Based on the importance of blood and urine in sepsis prediction, we filter for tests related to fluid type of blood or urine. However for some of the vague labels (for example, 'Haemoglobin'), it is still not clear which value we should rely upon. In the context of 'Haemoglobin', we have ITEM_IDs related to both 'Haemoglobin, total', and 'Haemoglobin'. We verify the relevancy of these associated labelsand their fluid types against the language model, manually based on their count in the dataset, and through confirmation with clinical experts. 

## 1. Initiating the LLM

We use the RPH local LLM to establish causality.
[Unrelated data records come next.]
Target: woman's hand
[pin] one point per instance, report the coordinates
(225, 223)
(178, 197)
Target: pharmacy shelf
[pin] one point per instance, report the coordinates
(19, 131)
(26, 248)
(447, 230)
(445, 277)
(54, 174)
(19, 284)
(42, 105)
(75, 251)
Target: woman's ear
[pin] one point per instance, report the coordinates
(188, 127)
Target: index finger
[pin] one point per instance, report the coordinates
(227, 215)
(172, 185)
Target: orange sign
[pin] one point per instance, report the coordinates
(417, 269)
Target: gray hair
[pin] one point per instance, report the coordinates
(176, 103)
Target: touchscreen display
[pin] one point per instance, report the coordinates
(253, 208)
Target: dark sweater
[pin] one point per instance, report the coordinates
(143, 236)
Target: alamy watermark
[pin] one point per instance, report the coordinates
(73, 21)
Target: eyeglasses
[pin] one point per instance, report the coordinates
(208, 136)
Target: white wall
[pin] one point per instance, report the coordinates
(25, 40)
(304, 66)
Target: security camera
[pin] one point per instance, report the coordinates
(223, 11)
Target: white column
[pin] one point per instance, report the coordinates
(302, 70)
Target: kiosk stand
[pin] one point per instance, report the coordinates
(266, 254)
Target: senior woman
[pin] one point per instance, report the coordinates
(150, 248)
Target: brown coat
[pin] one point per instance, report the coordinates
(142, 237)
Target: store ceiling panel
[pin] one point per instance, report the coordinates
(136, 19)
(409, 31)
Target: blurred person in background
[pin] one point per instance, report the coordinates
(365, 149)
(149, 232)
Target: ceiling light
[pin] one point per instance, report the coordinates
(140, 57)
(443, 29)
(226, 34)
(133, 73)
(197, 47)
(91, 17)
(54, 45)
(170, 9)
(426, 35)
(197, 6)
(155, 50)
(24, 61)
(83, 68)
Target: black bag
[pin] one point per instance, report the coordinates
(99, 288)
Specifically, we are interested in identifying what symptoms are causing sepsis.

In this section, we:
- Load data and libraries
- Initialise functions to connect to the OpenAI language model, for testing prompts when we cannot access the RPH server
- Initialise functions to connect to the RPH LLM
- Engineer prompts, largely through trial and error 
- Test the LLM with symptoms and get their relation to sepsis

### 1.1 Data Preparation

In [8]:
import pandas as pd

import warnings
warnings.filterwarnings('ignore')

from importlib import reload
from pathlib import Path
import os
import sys
sys.path.append('..')  # Replace with the actual path to ROOT

sys.path.append(os.path.abspath(os.path.join('../src')))
from src import utils as utils
reload(utils)

# Set OS agnostic pathnames
ROOT_DIR = Path('..')

In [2]:
# Load relevant lab events data and descriptions 
df_lab = pd.read_csv(Path(ROOT_DIR / 'data' / 'LABEVENTS.csv'))
df_lab_desc = pd.read_csv(Path(ROOT_DIR / 'data' / 'D_LABITEMS.csv'))
df_items_desc = pd.read_csv(Path(ROOT_DIR / 'data' / 'D_ITEMS.csv'))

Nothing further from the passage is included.